A former U.S. Army medical officer, Hagler previously had a perfect health record. Suddenly he couldn’t sleep and was taking blood pressure medication. Heart rate, blood pressure and breathing all increase when the system reacts to loud noises, he said.

“It became the fire in my belly and I decided to do something about it,” he said.

After complaining to the Richmond City Council in 2001, Hagler found that other residents were fed up too. Their efforts led to Richmond becoming one of the first places in the country to take advantage of legislation allowing cities to establish “quiet zones” for train crossings, where horns aren’t routinely sounded at every passing.

When Hagler moved to Oakland four years ago, he became interested in the issue of noisy “boom cars” and motorcycles. Although he’s taken the issue to local police and the city council, Hagler admits he’s yet to have an impact in the city. In Oakland, violent crime and just keeping police ranks fully staffed top the list of concerns.

“Big city” noises such as BART and the whine of traffic aren’t the only stressors. Even in the suburbs, leaf blowers and lawn mowers take their toll.

“There’s a high-frequency pitch unique to leaf blowers that makes them more annoying, and they are revving them up all the time,” said Peter Kendall, 52, a semiretired bond trader who founded Quiet Orinda last year with his wife, Susan.

The group has been gathering signatures in hopes of persuading the Orinda City Council to ban the machines. Kendall and his supporters haven’t revealed how many signatures they have so far, or when they plan to present them to the city.

The Kendalls say they have also begun researching the impacts of dust and pollution kicked up by the leaf blowers as an alternative strategy for fighting them. The air pollution argument carries more teeth with lawmakers, they say, than arguments about the effects of constant noise.

Dr.
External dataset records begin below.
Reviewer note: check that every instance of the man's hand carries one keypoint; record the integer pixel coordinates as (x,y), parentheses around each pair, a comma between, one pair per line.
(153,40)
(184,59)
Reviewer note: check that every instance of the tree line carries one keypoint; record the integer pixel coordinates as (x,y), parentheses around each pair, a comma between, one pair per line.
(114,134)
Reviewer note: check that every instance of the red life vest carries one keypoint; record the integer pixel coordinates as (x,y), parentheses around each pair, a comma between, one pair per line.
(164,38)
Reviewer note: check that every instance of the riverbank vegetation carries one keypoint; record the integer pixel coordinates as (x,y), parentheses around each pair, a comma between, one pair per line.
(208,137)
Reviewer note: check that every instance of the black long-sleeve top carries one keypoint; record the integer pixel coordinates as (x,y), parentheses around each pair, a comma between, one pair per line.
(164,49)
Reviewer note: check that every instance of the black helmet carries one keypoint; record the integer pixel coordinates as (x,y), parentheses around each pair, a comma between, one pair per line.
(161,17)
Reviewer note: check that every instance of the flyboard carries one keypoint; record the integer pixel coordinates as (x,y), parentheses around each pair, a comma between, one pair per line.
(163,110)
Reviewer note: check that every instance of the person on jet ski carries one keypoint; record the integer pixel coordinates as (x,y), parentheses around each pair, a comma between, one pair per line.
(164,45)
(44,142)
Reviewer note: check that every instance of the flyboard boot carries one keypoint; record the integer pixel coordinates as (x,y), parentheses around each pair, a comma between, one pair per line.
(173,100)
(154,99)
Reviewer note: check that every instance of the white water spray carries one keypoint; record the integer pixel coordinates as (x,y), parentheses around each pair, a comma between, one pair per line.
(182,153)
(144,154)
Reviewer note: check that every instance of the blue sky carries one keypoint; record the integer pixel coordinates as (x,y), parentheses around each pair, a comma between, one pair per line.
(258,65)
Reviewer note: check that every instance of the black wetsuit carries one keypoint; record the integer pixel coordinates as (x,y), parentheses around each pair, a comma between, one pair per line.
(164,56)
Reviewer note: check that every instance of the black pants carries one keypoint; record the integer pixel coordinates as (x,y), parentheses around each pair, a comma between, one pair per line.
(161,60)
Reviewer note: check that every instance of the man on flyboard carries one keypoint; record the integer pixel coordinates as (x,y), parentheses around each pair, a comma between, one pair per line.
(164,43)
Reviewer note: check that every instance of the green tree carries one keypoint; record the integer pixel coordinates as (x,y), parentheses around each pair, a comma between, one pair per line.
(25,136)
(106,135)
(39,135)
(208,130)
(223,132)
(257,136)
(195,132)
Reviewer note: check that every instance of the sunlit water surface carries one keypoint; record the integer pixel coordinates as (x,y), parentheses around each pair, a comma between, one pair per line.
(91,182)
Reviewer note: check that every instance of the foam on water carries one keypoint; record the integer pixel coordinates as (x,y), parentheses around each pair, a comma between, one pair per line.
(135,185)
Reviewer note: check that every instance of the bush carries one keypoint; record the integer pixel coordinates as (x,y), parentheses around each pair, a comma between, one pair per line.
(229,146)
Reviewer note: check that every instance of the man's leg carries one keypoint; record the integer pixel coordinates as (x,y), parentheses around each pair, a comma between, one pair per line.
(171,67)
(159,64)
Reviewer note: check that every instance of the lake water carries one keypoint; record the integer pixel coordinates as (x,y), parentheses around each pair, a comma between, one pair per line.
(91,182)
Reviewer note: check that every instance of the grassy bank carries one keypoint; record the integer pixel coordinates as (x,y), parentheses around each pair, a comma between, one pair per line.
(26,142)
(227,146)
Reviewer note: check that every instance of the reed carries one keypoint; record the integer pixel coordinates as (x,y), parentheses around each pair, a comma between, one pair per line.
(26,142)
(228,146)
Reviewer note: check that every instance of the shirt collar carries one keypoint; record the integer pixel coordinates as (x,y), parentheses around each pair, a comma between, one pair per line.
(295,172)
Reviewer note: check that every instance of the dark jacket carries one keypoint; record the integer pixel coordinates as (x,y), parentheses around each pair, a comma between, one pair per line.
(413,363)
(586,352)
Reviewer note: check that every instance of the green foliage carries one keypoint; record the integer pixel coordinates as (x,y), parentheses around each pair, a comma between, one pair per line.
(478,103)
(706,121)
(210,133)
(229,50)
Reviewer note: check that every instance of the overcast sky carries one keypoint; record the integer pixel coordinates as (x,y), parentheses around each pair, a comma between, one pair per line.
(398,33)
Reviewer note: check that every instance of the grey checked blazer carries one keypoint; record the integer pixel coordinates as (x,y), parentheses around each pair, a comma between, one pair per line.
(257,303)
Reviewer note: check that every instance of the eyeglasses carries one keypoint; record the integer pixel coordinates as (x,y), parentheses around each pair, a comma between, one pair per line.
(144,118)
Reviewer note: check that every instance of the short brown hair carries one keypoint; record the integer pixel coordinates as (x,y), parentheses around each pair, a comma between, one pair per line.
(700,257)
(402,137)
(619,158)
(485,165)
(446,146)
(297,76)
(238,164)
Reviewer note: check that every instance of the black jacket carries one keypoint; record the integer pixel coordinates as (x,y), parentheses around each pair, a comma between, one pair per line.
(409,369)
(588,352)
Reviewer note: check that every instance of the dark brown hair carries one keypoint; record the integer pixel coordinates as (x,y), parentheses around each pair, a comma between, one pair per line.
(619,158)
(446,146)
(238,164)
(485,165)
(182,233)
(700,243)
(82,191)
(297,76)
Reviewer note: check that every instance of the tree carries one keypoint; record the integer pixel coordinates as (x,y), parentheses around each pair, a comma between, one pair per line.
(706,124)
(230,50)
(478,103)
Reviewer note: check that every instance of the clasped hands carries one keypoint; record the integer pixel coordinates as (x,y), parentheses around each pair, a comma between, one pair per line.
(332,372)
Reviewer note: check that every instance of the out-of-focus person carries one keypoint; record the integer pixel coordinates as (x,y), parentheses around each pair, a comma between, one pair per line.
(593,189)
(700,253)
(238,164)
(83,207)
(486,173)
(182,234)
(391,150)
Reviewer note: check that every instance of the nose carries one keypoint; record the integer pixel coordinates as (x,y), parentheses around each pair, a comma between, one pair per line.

Michael Kron, a psychiatrist supporting Quiet Orinda, said the leaf blower noise is a serious issue for those trying to work at home or catch sleep during the day.

“Noise doesn’t have to be persistent, it just has to be out of your control and intermittent,” said Kron, who has a practice in Walnut Creek. There’s a reason that noise is used in battle to subdue the enemy, he said. “It’s been weaponized.”

And for those who have no control over noise that’s bothering them, a “learned helplessness” creeps in, Kron said.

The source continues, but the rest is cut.